Now unless you had met Gatwech in person, you might wonder why we chose to spend the day with him and give up an opportunity to interview the Vice President of South Sudan. This interview was a very real possibility as the VP was giving a talk at a conference on decentralization and Sarah had already met the conference organizer. We will never regret that missed opportunity.
Gatwech Koak Koang is a living breathing example of what one of James’s professors would call an “organic intellectual”. This young Sudanese man had made it his life’s mission to do at least one thing per year. Like produce a movie about women’s rights and domestic violence. And start a school on his meager salary for refugees returning from the north. And become the neighborhood chief. And work at an indigenous NGO that helps connect other indigenous NGOs to funding sources. He is 26 years old.
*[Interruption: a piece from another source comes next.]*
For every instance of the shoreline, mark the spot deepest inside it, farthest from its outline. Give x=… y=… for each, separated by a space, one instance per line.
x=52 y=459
Let me describe his school. It has a roof of tin and walls of mud and bamboo. It has a dirt floor and plastic chairs but not enough to go around. It has no chalkboards only particle board painted black. Over sixty students attend this three room school, many of whom can’t even afford to pay for uniforms, the only form of fee requested (but not required) by the school. He funds the school from his own pocket and lives in a tukul next door. He could a afford a nicer house, but he instead funds the school.
If this were a “Save the Children Fund” TV commercial, the camera’s would cut to the girl with the snotty nose and flies on her face and ask you to sponser her so that she could eat. This is not that story. Instead, we interviewed Gatwech Koak Koang’s brother. An American citizen with two masters degrees in Business and Finance who came to teach for no salary. We interviewed the headmaster, a certified Ugandan teacher with a kind face who is living off his savings while he helps his friend grow the school. And watched as a hairdresser turned teacher drilled the numbers in a room full of seven and eight-year-olds. Gatwech met her while she was cutting his hair and told her of his vision for the school. She quit her job to help. While I was interviewing Gatwech’s brother, the UN was busy “disposing” of unexploded ordinance found in a large clearing near the school. “Disposing” for the uninitiated, means “blowing up” thus punctuating the audio track (and my chest) with percussive sound you’d have to FEEL to understand.
I am truly humbled from this experience, and even more than a little embarrassed at the scale our our project in Jalle. I’m done prognosticating, pontificating and otherwise editorializing our experience here. From here on out, I’ll let the people speak for themselves.